I wonder how a 2008 TI-83 Plus.Fr (which is a TI-83 Plus, unlike the 2013 one) manages Disp speeds on-par with a TI-84 Plus in classic mode, though? Shock
Presumably it's nearer to being an I/O bound operation, rather than a CPU bound one, and iirc, don't the 83+s actually have better LCD controllers than the 84+s?
DJ_O wrote:
Yeah I think the issue is that some people focus only on the full screen updating slow speed, rather than other stuff. Videos we have seen so far makes it clear that the calculator is fast to display smaller things, just not for full screen animations or updates.
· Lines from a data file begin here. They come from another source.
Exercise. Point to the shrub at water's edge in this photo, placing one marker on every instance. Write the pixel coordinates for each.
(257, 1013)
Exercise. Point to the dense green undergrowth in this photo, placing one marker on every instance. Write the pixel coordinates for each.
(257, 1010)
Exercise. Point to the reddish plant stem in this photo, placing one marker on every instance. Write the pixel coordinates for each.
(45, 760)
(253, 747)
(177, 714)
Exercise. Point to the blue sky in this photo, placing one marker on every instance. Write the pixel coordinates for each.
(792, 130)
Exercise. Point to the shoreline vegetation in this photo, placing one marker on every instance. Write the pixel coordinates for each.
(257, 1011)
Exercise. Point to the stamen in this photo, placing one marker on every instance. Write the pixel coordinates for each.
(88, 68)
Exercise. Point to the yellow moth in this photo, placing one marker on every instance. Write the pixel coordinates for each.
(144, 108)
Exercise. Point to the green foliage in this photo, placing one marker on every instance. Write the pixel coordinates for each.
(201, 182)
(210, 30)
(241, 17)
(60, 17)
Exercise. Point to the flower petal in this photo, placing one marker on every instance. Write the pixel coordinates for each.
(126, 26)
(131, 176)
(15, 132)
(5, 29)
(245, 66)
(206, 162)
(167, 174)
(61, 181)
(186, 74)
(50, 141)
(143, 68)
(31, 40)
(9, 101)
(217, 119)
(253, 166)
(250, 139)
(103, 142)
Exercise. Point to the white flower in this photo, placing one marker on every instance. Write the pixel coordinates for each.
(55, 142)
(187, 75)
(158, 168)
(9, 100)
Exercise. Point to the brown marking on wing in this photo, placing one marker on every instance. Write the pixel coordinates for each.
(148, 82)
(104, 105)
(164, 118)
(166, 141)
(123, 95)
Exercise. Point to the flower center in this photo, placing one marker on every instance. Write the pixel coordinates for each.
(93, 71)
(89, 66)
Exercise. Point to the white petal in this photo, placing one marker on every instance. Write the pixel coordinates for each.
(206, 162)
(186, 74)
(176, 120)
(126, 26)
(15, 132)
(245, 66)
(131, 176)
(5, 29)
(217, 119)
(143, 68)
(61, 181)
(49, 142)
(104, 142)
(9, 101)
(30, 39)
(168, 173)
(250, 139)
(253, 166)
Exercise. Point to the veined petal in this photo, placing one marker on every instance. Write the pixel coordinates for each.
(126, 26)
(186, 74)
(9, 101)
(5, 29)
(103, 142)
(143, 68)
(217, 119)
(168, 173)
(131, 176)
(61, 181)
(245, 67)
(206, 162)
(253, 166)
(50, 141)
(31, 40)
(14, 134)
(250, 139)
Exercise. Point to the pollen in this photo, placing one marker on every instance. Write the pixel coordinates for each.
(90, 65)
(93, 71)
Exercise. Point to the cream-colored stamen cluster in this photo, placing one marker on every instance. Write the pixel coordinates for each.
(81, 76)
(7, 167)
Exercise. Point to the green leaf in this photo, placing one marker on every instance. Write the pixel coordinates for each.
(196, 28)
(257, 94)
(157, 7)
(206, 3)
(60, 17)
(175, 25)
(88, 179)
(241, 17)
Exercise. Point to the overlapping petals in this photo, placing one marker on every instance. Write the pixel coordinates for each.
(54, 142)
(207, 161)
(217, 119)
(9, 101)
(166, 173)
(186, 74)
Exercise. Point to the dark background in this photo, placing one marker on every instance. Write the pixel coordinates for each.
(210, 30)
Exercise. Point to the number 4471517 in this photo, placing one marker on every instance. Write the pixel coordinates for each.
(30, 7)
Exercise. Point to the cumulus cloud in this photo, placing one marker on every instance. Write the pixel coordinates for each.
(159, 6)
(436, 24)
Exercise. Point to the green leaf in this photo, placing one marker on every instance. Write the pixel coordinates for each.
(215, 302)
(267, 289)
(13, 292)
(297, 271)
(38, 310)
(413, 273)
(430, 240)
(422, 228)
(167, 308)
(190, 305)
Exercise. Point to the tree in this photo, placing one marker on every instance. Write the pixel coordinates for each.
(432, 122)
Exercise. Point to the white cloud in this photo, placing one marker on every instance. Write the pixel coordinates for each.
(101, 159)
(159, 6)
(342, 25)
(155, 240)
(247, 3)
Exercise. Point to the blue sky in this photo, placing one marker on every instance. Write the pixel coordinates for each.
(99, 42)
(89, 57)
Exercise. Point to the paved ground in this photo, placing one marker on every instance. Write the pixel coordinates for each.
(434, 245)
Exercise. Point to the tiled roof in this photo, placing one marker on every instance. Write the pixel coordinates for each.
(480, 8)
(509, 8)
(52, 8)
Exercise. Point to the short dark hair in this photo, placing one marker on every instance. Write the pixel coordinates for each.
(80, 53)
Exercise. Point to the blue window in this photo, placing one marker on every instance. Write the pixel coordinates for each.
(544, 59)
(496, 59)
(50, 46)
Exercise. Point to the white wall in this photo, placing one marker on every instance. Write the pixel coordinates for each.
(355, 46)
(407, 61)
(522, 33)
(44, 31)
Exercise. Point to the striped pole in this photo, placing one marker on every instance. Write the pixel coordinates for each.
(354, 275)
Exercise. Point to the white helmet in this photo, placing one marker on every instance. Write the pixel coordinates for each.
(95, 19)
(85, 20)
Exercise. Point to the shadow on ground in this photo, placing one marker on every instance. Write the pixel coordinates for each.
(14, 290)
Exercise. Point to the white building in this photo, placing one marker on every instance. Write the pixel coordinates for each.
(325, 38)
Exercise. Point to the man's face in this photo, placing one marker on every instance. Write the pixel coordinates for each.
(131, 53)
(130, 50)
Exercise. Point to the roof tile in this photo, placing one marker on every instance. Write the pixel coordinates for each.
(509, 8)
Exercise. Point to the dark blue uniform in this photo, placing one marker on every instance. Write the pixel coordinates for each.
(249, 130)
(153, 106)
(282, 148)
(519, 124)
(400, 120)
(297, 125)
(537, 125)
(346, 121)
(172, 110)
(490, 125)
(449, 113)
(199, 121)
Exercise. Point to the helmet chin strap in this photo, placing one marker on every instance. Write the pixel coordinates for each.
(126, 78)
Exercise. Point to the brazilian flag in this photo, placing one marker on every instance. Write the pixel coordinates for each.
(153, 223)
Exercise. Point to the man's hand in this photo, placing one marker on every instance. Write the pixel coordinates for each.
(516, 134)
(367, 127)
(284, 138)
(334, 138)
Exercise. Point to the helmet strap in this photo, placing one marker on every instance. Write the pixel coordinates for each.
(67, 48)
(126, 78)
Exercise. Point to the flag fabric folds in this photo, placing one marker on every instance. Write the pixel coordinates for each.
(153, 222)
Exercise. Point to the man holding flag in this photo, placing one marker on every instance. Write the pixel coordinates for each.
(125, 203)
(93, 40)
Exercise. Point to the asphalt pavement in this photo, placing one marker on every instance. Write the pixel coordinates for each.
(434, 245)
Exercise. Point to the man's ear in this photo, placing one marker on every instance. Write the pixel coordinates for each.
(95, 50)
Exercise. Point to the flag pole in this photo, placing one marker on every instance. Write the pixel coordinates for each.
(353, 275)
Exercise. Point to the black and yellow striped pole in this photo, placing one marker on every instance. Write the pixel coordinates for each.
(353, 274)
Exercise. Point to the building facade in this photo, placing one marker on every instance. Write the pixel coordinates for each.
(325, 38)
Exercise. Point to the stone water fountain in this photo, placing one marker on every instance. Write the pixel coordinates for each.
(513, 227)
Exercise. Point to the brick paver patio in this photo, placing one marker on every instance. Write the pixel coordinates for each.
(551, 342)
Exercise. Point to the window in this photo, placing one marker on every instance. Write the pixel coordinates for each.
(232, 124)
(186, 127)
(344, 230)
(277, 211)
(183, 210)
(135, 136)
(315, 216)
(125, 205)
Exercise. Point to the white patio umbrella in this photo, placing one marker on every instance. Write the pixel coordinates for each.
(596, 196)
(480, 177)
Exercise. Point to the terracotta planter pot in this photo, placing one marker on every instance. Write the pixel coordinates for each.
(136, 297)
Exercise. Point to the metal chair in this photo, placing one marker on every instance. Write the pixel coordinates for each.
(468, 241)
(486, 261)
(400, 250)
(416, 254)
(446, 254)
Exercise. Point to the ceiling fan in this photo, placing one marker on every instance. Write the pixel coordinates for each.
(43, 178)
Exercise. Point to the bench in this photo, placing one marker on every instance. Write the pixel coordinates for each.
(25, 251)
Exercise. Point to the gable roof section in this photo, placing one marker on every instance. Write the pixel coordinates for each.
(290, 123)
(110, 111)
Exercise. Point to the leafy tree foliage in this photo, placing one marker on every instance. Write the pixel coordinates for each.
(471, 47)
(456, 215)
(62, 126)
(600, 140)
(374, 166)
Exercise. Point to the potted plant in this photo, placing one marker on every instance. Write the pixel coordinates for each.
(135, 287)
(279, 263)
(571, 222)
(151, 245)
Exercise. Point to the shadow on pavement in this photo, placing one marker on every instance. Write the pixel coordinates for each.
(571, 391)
I wonder how a 2008 TI-83 Plus.Fr (which is a TI-83 Plus, unlike the 2013 one) manages Disp speeds on-par with a TI-84 Plus in classic mode, though? Shock
Because as Elfprince13 says, on any of the older calculators, the display is I/O bound, not CPU bound. Both the 6MHz and 15MHz z80s can push 96x64 pixels at a pretty comfortable speed while leaving power left over for computation. That's why all of our games have worked for so long. That same 15MHz CPU cannot push (320*240*2)/(96*64/Cool = 200 times as many bytes per screen-ful without the obvious 200-fold decrease in refresh rate.
Ah, that might explain it. I was sure that my 83+ had slower speed than that 83+ Fr model, though. I will need to try again when I find my batteries. Maybe the French model or the more recent TI-83 Plus got a better LCD than older ones.

Also Disp is about twice faster on my TI-81 than my TI-83 Plus. I can't check on my FX-7000G, because the only Disp command on it pauses execution.